/turkish-stemmeR

A Turkish language stemmer for R

Primary LanguageR

turkish-stemmeR

A Turkish language stemmer for R

All studies on Turkish language stemmers have a common statement: stemming of Turkish language is hard. Turkish is an agglutinative language with a highly rich morphological structure. Turkish words are composed of a stem and of affix(es) in the form of suffixes. Suffixes are affixed to the stem according to definite grammatical rules. In addition, both stem and suffixes may be transformed according to the harmony rules. Those rules and their exceptions make stemming harder for Turkish texts. For more about stemming Turkish language please see Eryiğit and Adalı's insightful article titled "An affix stripping morphological analyzer for Turkish."

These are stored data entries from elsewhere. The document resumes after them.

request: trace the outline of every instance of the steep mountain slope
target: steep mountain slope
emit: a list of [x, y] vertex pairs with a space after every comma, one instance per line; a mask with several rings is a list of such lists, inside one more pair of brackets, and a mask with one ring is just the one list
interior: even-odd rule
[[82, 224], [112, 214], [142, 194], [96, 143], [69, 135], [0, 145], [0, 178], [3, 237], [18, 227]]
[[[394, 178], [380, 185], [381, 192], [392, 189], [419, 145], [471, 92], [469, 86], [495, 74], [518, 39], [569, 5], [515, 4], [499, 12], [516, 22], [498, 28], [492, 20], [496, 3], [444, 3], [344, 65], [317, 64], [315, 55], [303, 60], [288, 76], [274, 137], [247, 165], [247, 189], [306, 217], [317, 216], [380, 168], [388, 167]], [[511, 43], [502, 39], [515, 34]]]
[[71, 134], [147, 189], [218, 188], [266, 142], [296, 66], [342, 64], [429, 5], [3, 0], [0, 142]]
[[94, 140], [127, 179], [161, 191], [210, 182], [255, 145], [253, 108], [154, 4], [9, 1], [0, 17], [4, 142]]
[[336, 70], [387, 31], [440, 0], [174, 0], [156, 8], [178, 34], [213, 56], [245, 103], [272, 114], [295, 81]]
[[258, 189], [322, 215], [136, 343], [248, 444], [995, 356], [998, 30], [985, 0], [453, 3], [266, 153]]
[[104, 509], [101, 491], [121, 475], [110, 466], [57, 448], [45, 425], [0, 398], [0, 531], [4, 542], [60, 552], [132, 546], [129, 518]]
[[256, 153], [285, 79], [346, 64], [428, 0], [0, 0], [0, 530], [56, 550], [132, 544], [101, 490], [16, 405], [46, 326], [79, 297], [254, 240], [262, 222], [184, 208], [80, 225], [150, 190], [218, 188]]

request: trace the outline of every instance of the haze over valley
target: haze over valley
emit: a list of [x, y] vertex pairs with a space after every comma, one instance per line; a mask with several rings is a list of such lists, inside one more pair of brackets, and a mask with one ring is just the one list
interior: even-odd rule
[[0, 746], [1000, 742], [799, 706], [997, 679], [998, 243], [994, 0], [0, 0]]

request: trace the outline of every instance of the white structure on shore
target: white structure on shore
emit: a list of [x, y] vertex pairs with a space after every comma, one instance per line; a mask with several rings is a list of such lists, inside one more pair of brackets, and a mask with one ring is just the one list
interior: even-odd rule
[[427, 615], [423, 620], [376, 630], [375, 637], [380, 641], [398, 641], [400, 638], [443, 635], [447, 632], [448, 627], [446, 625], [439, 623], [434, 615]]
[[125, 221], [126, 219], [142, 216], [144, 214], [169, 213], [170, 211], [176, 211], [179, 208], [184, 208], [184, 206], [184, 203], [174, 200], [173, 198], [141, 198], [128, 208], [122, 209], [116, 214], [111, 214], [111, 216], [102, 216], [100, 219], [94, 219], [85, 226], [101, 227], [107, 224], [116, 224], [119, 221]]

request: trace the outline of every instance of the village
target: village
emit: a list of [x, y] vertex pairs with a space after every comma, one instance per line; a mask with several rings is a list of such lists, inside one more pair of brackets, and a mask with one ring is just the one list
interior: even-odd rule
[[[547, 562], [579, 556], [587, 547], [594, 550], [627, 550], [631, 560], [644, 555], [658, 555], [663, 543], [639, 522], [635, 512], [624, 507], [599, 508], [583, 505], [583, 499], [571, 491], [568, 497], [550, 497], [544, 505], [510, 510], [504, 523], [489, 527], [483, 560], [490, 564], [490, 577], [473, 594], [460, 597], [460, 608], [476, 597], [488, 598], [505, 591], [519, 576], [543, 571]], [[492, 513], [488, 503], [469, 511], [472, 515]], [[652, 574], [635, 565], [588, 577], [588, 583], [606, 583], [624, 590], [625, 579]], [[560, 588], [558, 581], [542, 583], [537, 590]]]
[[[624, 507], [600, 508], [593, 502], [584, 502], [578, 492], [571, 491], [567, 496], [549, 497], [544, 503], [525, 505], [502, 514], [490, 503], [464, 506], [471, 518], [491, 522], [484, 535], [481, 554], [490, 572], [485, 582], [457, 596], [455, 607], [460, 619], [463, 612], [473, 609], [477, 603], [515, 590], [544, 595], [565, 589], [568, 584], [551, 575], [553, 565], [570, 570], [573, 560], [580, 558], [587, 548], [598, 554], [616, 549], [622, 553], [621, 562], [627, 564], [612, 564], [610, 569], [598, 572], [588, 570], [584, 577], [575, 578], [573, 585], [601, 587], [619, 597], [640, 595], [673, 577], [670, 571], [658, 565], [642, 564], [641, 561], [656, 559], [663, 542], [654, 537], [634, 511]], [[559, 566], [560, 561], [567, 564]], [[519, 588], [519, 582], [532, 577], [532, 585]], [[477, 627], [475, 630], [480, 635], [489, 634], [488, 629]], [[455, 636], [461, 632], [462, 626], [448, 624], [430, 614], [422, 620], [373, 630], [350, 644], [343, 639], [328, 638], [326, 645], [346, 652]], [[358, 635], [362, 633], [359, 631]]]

All text analysis studies require a stemmer at one point. This R code attempts to stem Turkish words with a simple approach. It first extracts syllables of the given word and then tries to identify the stem by comparing syllables with a list of suffixes and their allomorphs. If any suffix is identified it is removed and then remaining word is searched in a list of Turkish words. If there is a match in the word list, it is returned as the stem. Otherwise function reiterates with the new word. If it can't stem, it returns the given word.

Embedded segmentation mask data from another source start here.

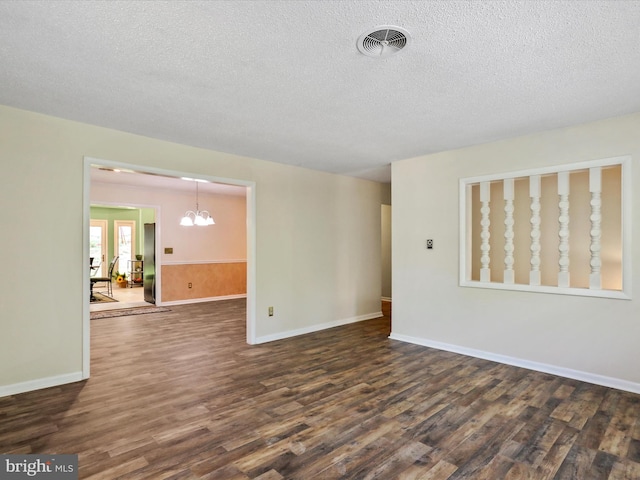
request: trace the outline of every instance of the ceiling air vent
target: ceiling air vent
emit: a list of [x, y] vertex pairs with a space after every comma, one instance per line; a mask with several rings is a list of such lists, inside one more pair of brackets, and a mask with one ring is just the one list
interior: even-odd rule
[[369, 57], [390, 57], [411, 42], [411, 35], [404, 28], [381, 25], [364, 32], [358, 38], [358, 50]]

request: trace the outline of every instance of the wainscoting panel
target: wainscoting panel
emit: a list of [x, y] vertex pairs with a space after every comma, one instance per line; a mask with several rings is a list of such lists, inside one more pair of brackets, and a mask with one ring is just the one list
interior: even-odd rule
[[244, 261], [162, 265], [163, 302], [246, 293], [247, 263]]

Once the functions are loaded into R environment you can begin to stem by using stemmer function:

stemmer("kitaplar")
Currently, it stems only noun suffixes. That is because nouns are more interesting for text analysis purposes. The word list is highly important for the accuracy, so a better word list would definitely increase the quality of stemming. Finally, foreign words may cause problem, so it is better to remove them from the text before feeding it into the function.